Is Google+ actually going to make our lives (and privacy) more organized and compartmentalized? That seems to be its primary appeal. Where Facebook bolted on group management as an afterthought, Google+ encourages you to approach your online socializing via distinct circles from the very beginning. For those who are already well-organized and mindful of privacy and sharing, neither service offers much advantage over the other one in terms of real privacy protection. Google+ may be easier (and a lot more fun) to manage and setup, but both offer control over what you share and whom you share it with.
A few years back, when Facebook saw a rising threat from Twitter, they responded with numerous changes to make users’ status feeds real-time and to encourage widespread sharing by default. In other words, Facebook wanted you to tell the world about the pancakes you just made, as opposed to just your friends. This backfired, and Facebook has, in various ways, been twisting in the wind when it comes to privacy ever since then.

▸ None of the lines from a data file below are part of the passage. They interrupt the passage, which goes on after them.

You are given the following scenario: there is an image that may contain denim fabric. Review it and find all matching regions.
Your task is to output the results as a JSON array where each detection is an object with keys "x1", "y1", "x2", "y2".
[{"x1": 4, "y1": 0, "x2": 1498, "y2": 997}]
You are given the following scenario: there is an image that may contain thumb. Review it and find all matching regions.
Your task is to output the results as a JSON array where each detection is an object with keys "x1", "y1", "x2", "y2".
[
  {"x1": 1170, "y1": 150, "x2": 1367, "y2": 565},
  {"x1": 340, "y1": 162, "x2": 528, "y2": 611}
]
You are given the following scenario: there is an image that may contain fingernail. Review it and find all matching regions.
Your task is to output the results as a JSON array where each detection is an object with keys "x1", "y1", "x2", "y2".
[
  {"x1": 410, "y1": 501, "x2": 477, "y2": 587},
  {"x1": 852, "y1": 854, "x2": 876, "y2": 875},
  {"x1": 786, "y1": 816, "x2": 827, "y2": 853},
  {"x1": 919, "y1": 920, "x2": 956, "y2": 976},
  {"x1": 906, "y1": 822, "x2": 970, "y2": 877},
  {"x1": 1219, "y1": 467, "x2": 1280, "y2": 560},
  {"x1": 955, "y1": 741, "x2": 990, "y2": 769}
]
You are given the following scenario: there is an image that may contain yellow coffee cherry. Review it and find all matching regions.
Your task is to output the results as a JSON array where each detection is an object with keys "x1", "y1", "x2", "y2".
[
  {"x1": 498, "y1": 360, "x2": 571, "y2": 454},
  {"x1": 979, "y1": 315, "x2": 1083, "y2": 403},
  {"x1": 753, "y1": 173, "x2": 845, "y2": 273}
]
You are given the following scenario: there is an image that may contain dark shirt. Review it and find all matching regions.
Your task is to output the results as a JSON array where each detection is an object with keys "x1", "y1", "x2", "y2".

Managing privacy on Facebook is a lot like trying to organize your very messy home by going to the Container Store to find boxes to sort and store everything. It’s feasible, but it’s a pain, and you wish you had been more organized in the first place. Google+ forces you to go to the Container Store and buy those boxes before you even move in. You can’t bring your stuff into the house until you’ve decided how to organize it.
That’s fabulous — Google has approached privacy from the ground up, as opposed to tacking it on after the fact as Facebook has done. There’s a catch, though: If you’re disorganized and you don’t care about messes, forced organization isn’t going to change that. You can organize everything in boxes before you move in to your house, but if you’re a messy person, within a month or two you’ll have crap all over the house again. Structure imposed up front can be as ineffective as structure imposed after the fact – if you’re allergic to structure, it’s useless. I’ve watched Hoarders.
All us geeks over here with our GTD methodologies and EFF memberships eat up this structured privacy stuff. And you could argue that the “Circles” concept itself is a more accurate and relatable metaphor for human interaction, and could encourage non-techies to think a little harder about what they’re posting online. There’s no shortage of interesting research on this topic; it’s odd, though, that the primary researcher behind Circles left for – you guessed it – Facebook.
Technology enthusiasts reside in a massive echo chamber. The “consumerization” of technology may be progressing rapidly, but that doesn’t mean that your mom or your cousin understand that online privacy isn’t an all-or-nothing game. Most people tend to share or they don’t; if selective sharing were an important feature for the average user, Twitter wouldn’t have over 100 million users.
Creating circles is one thing. Maintaining them, as Kevin Cheng notes in a perceptive post here, is entirely another. Google should be applauded for making privacy a focus of its new social network, but it remains to be seen whether Circles will be useful for the long term management of the real mess of human relationships.